Kellyanne Conway, a senior adviser to President Donald Trump, used her time in the spotlight at the Republican National Convention to paint the president as a supposedly kindhearted champion of women.
“A woman in a leadership role still can seem novel,” Conway said. In 2016, she became the first woman to run a successful US presidential campaign.
Later, she claimed to have “seen firsthand many times the president comforting and encouraging a child who has lost a parent, a parent who has lost a child, a worker who lost his job, an adolescent who has lost her way to drugs.”
“There always will be people who have far more than us,” she continued. “Our responsibility is to focus on those who have far less than us.”

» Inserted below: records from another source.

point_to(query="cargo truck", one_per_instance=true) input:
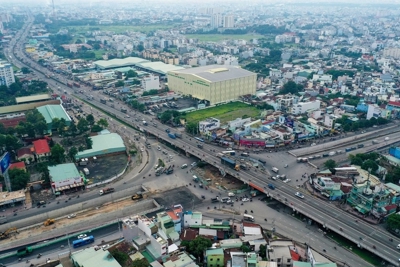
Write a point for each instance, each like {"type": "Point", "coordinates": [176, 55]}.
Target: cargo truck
{"type": "Point", "coordinates": [24, 251]}
{"type": "Point", "coordinates": [230, 163]}
{"type": "Point", "coordinates": [106, 191]}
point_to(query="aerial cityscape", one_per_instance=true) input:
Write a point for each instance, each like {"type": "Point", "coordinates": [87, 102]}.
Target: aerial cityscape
{"type": "Point", "coordinates": [185, 133]}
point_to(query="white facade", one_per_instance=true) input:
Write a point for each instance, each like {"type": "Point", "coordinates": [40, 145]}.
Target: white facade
{"type": "Point", "coordinates": [373, 111]}
{"type": "Point", "coordinates": [209, 125]}
{"type": "Point", "coordinates": [228, 21]}
{"type": "Point", "coordinates": [150, 82]}
{"type": "Point", "coordinates": [6, 74]}
{"type": "Point", "coordinates": [303, 107]}
{"type": "Point", "coordinates": [192, 218]}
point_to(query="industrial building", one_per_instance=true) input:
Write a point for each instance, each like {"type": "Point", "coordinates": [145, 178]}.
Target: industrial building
{"type": "Point", "coordinates": [65, 177]}
{"type": "Point", "coordinates": [6, 74]}
{"type": "Point", "coordinates": [51, 112]}
{"type": "Point", "coordinates": [103, 144]}
{"type": "Point", "coordinates": [157, 67]}
{"type": "Point", "coordinates": [213, 83]}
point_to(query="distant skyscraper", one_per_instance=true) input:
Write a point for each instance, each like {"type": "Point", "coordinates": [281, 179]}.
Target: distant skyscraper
{"type": "Point", "coordinates": [6, 74]}
{"type": "Point", "coordinates": [228, 21]}
{"type": "Point", "coordinates": [216, 21]}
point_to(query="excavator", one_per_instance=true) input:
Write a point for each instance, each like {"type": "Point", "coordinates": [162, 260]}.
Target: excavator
{"type": "Point", "coordinates": [6, 234]}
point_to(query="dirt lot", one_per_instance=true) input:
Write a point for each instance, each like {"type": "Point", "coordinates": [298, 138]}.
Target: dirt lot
{"type": "Point", "coordinates": [217, 180]}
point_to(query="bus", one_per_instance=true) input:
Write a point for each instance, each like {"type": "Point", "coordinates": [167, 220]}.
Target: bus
{"type": "Point", "coordinates": [229, 152]}
{"type": "Point", "coordinates": [247, 217]}
{"type": "Point", "coordinates": [84, 241]}
{"type": "Point", "coordinates": [199, 139]}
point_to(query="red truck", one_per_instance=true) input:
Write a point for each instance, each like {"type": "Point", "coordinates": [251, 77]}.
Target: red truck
{"type": "Point", "coordinates": [106, 191]}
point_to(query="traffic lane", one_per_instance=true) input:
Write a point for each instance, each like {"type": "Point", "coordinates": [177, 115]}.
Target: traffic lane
{"type": "Point", "coordinates": [107, 234]}
{"type": "Point", "coordinates": [336, 223]}
{"type": "Point", "coordinates": [367, 229]}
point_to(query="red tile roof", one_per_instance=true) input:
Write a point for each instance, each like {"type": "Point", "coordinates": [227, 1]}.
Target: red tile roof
{"type": "Point", "coordinates": [18, 165]}
{"type": "Point", "coordinates": [394, 103]}
{"type": "Point", "coordinates": [41, 146]}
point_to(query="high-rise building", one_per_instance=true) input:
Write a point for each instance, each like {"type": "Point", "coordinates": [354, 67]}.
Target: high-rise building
{"type": "Point", "coordinates": [6, 74]}
{"type": "Point", "coordinates": [228, 21]}
{"type": "Point", "coordinates": [216, 21]}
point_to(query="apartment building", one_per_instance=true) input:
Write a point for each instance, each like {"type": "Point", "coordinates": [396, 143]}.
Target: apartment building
{"type": "Point", "coordinates": [6, 74]}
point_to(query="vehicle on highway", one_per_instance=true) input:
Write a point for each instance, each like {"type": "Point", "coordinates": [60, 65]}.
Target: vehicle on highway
{"type": "Point", "coordinates": [82, 242]}
{"type": "Point", "coordinates": [271, 186]}
{"type": "Point", "coordinates": [247, 217]}
{"type": "Point", "coordinates": [82, 236]}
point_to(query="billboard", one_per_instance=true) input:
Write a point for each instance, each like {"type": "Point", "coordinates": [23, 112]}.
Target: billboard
{"type": "Point", "coordinates": [5, 162]}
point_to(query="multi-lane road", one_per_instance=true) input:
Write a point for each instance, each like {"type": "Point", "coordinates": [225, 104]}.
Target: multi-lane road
{"type": "Point", "coordinates": [368, 236]}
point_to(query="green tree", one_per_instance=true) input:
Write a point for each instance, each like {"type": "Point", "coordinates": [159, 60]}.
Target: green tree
{"type": "Point", "coordinates": [131, 74]}
{"type": "Point", "coordinates": [73, 151]}
{"type": "Point", "coordinates": [89, 142]}
{"type": "Point", "coordinates": [83, 125]}
{"type": "Point", "coordinates": [25, 70]}
{"type": "Point", "coordinates": [140, 263]}
{"type": "Point", "coordinates": [370, 164]}
{"type": "Point", "coordinates": [19, 179]}
{"type": "Point", "coordinates": [198, 245]}
{"type": "Point", "coordinates": [102, 123]}
{"type": "Point", "coordinates": [120, 257]}
{"type": "Point", "coordinates": [90, 119]}
{"type": "Point", "coordinates": [330, 164]}
{"type": "Point", "coordinates": [393, 221]}
{"type": "Point", "coordinates": [42, 168]}
{"type": "Point", "coordinates": [57, 154]}
{"type": "Point", "coordinates": [192, 128]}
{"type": "Point", "coordinates": [119, 84]}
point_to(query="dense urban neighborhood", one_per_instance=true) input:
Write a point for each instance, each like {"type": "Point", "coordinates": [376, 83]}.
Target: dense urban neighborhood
{"type": "Point", "coordinates": [167, 134]}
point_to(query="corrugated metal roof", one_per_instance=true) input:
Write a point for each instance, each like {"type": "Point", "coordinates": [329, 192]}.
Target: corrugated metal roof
{"type": "Point", "coordinates": [24, 99]}
{"type": "Point", "coordinates": [103, 144]}
{"type": "Point", "coordinates": [217, 73]}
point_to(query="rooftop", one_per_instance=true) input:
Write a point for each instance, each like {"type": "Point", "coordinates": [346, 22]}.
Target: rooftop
{"type": "Point", "coordinates": [41, 146]}
{"type": "Point", "coordinates": [24, 99]}
{"type": "Point", "coordinates": [216, 73]}
{"type": "Point", "coordinates": [103, 144]}
{"type": "Point", "coordinates": [50, 112]}
{"type": "Point", "coordinates": [63, 172]}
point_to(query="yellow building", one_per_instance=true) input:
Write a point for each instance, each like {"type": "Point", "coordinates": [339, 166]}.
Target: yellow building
{"type": "Point", "coordinates": [213, 83]}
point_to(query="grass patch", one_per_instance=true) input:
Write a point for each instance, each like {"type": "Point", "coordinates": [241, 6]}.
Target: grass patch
{"type": "Point", "coordinates": [364, 254]}
{"type": "Point", "coordinates": [119, 28]}
{"type": "Point", "coordinates": [224, 112]}
{"type": "Point", "coordinates": [221, 37]}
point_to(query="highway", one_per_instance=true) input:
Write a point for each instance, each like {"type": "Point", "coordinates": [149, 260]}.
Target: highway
{"type": "Point", "coordinates": [320, 211]}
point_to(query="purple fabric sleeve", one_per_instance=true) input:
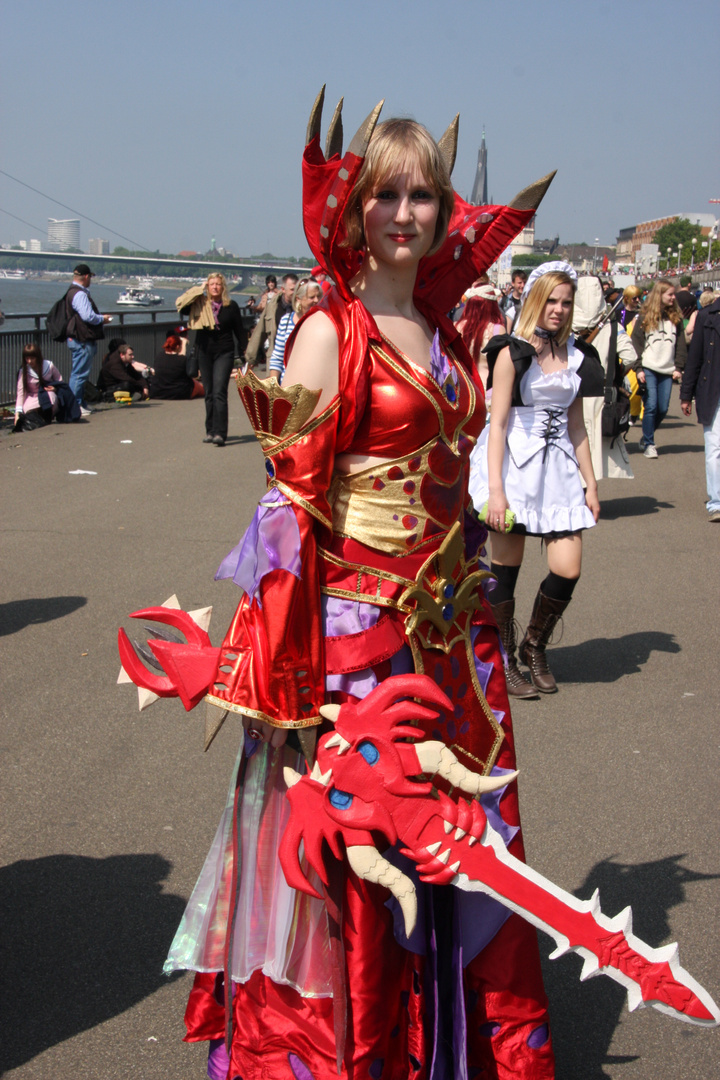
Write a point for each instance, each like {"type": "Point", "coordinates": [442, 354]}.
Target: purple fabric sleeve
{"type": "Point", "coordinates": [272, 542]}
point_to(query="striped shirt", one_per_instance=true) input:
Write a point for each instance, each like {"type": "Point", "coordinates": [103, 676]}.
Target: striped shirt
{"type": "Point", "coordinates": [285, 327]}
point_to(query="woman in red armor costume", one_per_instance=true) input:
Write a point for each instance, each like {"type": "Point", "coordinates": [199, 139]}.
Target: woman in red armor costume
{"type": "Point", "coordinates": [362, 562]}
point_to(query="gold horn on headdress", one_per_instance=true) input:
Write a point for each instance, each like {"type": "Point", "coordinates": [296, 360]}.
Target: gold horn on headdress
{"type": "Point", "coordinates": [315, 117]}
{"type": "Point", "coordinates": [448, 145]}
{"type": "Point", "coordinates": [531, 197]}
{"type": "Point", "coordinates": [364, 133]}
{"type": "Point", "coordinates": [334, 140]}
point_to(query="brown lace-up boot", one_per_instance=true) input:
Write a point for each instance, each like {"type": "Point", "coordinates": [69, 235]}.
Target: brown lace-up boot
{"type": "Point", "coordinates": [545, 615]}
{"type": "Point", "coordinates": [517, 684]}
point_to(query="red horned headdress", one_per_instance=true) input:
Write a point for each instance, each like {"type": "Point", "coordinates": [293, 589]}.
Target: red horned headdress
{"type": "Point", "coordinates": [476, 234]}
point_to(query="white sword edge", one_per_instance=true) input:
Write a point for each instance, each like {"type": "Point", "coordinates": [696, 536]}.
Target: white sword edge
{"type": "Point", "coordinates": [622, 922]}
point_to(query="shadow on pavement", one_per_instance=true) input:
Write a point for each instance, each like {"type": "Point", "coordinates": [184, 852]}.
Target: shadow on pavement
{"type": "Point", "coordinates": [17, 615]}
{"type": "Point", "coordinates": [584, 1015]}
{"type": "Point", "coordinates": [240, 440]}
{"type": "Point", "coordinates": [608, 659]}
{"type": "Point", "coordinates": [632, 505]}
{"type": "Point", "coordinates": [83, 941]}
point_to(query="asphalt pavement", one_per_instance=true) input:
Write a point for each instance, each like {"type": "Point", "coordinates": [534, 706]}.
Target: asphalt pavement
{"type": "Point", "coordinates": [108, 813]}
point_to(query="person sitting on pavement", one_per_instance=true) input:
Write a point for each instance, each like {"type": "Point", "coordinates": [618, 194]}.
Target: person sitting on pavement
{"type": "Point", "coordinates": [172, 379]}
{"type": "Point", "coordinates": [118, 375]}
{"type": "Point", "coordinates": [42, 396]}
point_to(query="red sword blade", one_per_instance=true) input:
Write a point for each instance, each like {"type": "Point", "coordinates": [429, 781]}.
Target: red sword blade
{"type": "Point", "coordinates": [476, 860]}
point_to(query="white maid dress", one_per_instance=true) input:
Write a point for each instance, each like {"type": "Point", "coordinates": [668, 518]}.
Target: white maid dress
{"type": "Point", "coordinates": [541, 475]}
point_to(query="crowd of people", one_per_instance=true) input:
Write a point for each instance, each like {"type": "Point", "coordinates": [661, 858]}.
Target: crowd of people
{"type": "Point", "coordinates": [385, 480]}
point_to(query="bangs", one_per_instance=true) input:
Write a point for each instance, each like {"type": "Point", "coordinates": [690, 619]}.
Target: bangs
{"type": "Point", "coordinates": [398, 146]}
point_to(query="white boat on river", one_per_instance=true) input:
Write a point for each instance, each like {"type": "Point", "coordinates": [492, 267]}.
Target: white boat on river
{"type": "Point", "coordinates": [138, 298]}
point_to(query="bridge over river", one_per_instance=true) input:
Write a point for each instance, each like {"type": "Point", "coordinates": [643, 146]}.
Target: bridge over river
{"type": "Point", "coordinates": [152, 265]}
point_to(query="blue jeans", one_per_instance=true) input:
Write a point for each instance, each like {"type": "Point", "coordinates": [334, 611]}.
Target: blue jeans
{"type": "Point", "coordinates": [711, 433]}
{"type": "Point", "coordinates": [656, 404]}
{"type": "Point", "coordinates": [83, 354]}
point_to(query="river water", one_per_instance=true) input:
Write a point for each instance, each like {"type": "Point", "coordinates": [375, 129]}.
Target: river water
{"type": "Point", "coordinates": [36, 295]}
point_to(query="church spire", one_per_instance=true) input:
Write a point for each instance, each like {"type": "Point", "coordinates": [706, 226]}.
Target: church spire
{"type": "Point", "coordinates": [479, 197]}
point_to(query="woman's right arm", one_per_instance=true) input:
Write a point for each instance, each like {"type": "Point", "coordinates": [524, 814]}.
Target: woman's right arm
{"type": "Point", "coordinates": [639, 342]}
{"type": "Point", "coordinates": [503, 380]}
{"type": "Point", "coordinates": [314, 359]}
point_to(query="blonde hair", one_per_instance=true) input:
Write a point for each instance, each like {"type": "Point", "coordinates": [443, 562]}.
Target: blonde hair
{"type": "Point", "coordinates": [534, 305]}
{"type": "Point", "coordinates": [396, 145]}
{"type": "Point", "coordinates": [301, 289]}
{"type": "Point", "coordinates": [654, 311]}
{"type": "Point", "coordinates": [226, 295]}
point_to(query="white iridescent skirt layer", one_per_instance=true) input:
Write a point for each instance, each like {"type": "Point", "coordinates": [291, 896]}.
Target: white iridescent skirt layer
{"type": "Point", "coordinates": [280, 931]}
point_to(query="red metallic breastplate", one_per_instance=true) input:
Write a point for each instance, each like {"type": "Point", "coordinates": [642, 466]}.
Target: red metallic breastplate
{"type": "Point", "coordinates": [424, 426]}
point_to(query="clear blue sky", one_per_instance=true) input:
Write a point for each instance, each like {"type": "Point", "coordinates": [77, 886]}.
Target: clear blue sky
{"type": "Point", "coordinates": [174, 122]}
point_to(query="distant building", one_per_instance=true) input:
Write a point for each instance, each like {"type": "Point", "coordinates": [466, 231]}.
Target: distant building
{"type": "Point", "coordinates": [632, 239]}
{"type": "Point", "coordinates": [546, 246]}
{"type": "Point", "coordinates": [479, 196]}
{"type": "Point", "coordinates": [63, 235]}
{"type": "Point", "coordinates": [624, 245]}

Contrary to Conway’s depiction of Republican leadership, the RNC featured a speaker the night before who has argued that only the “head” of a household should have voting power because “in a Godly household, the husband would get the final say.”
Conway delivered her speech three days after announcing she would resign from her position at the White House at the end of August, citing the need to spend more time with her family.
Her husband, George Conway, will take a step back from The Lincoln Project, an anti-Trump group he co-founded with fellow Republicans. He is also taking a hiatus from Twitter, where he frequently posts searing criticisms of the president, who once called him “Moonface” in retort.
The Conways’ marriage ― between a strident Trump supporter and an unrelenting Trump detractor ― has been regarded as a microcosm of the state of America’s right-wing, divided by Trumpism.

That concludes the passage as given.